Safe Haven Shelter In A Dichotomising World
By Rudi Filapek-Vandyck
What just happened?
US$5.9bn in global investment funds said goodby to dedicated Emerging Markets equity funds during the week ending June 20, 2018. After several weeks of steady outflows, last week marked the largest weekly funds outflows for EMs since September 2015, when things looked genuinely bleak on the back of Fed tightening, USD strength and a relentless five-year down-cycle for commodities.
Equally noteworthy: US$4.7bn of EM outflows stems from ETFs (passive investment products), while EM bond funds reported outflows of US$1.2bn and Japan-oriented funds saw outflows of US$2.9bn. All the while, EU equity funds have now witnessed 14 weeks of net funds outflows; the second longest streak since 2010.
In other words: globally, investors are turning more cautious on the synchronised global growth story that has dominated views and asset allocations since late 2016. Throughout 2018, 'synchronised' has steadily turned into 'de-synchronised' with corporate profits and economic progress in the US looking healthy and strong, but with momentum elsewhere deflating.
With the Federal Reserve turning more hawkish, and the US dollar rediscovering its mojo, a number of global strategists are reviewing their exposure to Emerging Markets, traditionally viewed as beneficiaries of a weaker greenback.
This year's weakness in Asian share markets, including in China, coincides with weakness in European markets and quite a number of equity strategists are now weighing up the prospect that these markets might have peaked for the time being, which then justifies reduced exposure and a more cautious/defensive portfolio composition.
This year's divergence among global equities has been captured in the chart below, thanks to Longview Economics.
What is not included in Longview's chart is that Australian indices have become unexpected beneficiaries from the global rotation, even with the Australian dollar losing more than US2c in two weeks. Traditionally, foreign funds tend to avoid the ASX when the Aussie is facing weakness as it erodes the value of their allocated funds when translated back in the original currency. Somehow this hasn't been the case this time around.

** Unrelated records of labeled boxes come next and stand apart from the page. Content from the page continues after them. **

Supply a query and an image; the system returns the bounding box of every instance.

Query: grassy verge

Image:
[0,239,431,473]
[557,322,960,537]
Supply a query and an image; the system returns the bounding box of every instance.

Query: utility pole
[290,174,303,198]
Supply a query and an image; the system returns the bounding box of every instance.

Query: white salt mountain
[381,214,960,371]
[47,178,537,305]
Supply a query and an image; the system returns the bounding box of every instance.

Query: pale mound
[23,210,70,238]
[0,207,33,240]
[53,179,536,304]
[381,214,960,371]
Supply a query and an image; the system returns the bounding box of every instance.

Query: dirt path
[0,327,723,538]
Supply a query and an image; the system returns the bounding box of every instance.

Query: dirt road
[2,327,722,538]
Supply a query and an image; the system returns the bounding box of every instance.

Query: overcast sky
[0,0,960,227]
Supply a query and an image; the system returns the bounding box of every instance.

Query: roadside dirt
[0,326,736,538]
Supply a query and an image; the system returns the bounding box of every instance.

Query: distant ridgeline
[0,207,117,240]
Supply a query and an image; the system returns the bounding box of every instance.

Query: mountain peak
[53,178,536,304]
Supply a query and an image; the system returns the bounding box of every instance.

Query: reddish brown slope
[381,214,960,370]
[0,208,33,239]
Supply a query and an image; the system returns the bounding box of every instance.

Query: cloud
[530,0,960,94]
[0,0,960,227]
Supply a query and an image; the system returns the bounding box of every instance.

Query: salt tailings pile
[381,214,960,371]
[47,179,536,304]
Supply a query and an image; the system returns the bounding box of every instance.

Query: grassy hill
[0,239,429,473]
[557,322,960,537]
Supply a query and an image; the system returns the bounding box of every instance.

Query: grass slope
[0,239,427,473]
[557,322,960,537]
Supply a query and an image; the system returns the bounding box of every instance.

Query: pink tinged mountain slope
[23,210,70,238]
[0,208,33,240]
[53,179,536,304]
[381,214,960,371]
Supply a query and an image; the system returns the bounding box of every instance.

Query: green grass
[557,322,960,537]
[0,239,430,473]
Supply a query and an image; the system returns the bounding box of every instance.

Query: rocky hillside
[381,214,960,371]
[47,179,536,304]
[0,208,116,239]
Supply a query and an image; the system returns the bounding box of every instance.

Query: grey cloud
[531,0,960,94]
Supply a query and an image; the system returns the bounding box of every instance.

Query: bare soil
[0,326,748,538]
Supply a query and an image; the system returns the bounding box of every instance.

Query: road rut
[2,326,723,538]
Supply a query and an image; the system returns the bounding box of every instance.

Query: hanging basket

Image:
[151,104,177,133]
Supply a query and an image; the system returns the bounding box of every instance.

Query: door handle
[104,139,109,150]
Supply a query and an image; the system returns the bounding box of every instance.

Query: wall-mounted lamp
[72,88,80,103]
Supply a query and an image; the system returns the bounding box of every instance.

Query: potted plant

AUD/USD rallied above 81c in January, then fell and range traded between 76-78c, before falling below 74c last week. Yet major equity indices have rallied beyond their early January high and are setting new post-GFC record highs.

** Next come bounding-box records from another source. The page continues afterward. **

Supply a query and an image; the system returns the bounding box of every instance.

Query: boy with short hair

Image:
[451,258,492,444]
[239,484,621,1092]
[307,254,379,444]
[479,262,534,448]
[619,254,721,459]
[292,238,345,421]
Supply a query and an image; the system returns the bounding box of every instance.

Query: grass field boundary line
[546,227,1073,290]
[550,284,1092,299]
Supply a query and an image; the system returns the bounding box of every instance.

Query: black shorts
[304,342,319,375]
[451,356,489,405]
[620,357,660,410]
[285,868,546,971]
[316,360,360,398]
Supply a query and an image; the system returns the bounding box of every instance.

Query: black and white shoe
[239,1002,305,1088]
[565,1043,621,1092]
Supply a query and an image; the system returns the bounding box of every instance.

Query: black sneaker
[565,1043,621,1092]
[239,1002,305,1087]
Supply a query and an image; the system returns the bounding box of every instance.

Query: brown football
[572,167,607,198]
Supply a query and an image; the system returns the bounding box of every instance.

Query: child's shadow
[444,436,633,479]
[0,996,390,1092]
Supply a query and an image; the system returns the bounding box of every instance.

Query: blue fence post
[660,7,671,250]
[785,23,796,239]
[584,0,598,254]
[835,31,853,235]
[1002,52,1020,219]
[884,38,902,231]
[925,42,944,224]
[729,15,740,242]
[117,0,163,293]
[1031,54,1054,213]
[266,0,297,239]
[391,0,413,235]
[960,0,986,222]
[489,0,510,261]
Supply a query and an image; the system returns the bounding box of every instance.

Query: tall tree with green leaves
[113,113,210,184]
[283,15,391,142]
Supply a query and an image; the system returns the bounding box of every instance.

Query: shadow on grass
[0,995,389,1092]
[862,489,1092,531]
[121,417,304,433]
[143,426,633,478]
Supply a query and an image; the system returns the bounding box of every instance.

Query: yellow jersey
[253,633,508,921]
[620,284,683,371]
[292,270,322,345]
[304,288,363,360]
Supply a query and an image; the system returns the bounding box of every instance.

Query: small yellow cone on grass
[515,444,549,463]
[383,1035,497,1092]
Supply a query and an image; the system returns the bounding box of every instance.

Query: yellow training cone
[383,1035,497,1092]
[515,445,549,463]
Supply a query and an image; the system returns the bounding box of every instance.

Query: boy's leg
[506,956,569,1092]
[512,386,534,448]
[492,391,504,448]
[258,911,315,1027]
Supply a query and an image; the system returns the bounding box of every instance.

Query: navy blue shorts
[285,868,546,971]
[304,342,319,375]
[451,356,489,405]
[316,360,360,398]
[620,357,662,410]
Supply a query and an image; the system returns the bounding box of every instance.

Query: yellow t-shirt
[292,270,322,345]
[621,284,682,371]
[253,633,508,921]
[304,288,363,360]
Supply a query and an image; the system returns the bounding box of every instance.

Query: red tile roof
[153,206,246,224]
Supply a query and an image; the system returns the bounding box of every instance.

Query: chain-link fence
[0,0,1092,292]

The Australian share market, traditionally seen as a benchmark for global growth and risk appetite, has turned into a safe haven for global investors worried the US might become the last one standing tall when all others are starting to reveal their weaknesses.
Just how healthy and sustainable things are in the US remains an ongoing topic of public debate. One thing cannot be denied and that is that corporate profits and economic data and indicators post Trump tax cuts thus far are truly standing out in a world that is increasingly revealing its dichotomy.